Modern Healthcare sought to map the parts of the U.S. with the poorest access to healthcare and highest levels of social vulnerability. With support from the University of Southern California Annenberg School for Communication and Journalism, Modern Healthcare used the Centers for Disease Control and Prevention social vulnerability index, along with Health Resources and Services Administration access scores, to identify areas with common problems but unique circumstances, including Evangeline Parish, Louisiana, the Bronx, New York, and Navajo County, Arizona.
Driving north through Navajo County in Arizona, a Ponderosa pine forest in the Fort Apache Reservation thins out to the arid plains of the Colorado Plateau. A mostly remote area about the size of Massachusetts, this part of Arizona is home to a diverse population of White Mountain Apache, Hopi and Navajo peoples.
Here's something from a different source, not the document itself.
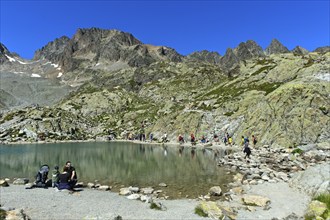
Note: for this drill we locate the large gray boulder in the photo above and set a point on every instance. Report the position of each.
(314, 180)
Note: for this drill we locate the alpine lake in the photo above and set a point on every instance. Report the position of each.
(187, 172)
Scattered between the reservations are small, predominantly Mormon communities, the remnants of trading posts and formerly bustling towns along historic Route 66.
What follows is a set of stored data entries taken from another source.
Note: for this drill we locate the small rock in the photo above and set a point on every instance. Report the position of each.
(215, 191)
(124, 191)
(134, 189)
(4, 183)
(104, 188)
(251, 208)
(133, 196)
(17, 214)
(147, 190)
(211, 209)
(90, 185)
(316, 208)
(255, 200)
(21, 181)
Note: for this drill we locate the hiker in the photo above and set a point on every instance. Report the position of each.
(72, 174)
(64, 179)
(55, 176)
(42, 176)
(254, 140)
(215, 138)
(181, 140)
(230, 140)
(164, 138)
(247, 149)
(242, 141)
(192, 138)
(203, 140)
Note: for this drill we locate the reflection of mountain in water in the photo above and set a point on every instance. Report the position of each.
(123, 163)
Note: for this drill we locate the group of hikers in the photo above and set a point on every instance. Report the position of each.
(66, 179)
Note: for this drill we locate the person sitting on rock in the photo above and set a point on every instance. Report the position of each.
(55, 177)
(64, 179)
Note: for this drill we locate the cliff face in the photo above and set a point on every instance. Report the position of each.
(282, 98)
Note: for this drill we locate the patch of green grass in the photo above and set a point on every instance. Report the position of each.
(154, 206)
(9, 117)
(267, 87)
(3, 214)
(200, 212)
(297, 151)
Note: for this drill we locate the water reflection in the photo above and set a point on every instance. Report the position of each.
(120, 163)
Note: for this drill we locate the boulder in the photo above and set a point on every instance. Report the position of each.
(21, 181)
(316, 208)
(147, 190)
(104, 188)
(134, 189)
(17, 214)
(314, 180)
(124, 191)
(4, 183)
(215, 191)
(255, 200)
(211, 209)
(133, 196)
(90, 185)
Fern Benally, a member of Navajo Nation and a Democrat who sits on the Navajo County Board of Supervisors, visits village chapters monthly, making plans to improve the roads. Local authorities struggle to maintain even basic infrastructure because of the layers of bureaucracy governing tribal lands and stipulations tied to funding, she said. And jobs are scarce.
The federal Indian Health Service has a handful of facilities nearby, but doesn’t offer many services and employs a small number of clinicians. Many residents have to travel about three hours to Flagstaff or to New Mexico for specialty care, Benally said. Many tribal members go long distances for primary care as well, said Janelle Linn, health director for the county public health agency.
Local providers struggle to hire and retain clinicians. Newly minted doctors come to the area to qualify for federal loan forgiveness, but they don’t tend to stay longer than they have to. Turnover fractures relationships with patients and causes them to believe they are receiving poor care, Benally said. “They feel like the doctors are just practicing on them,” she said.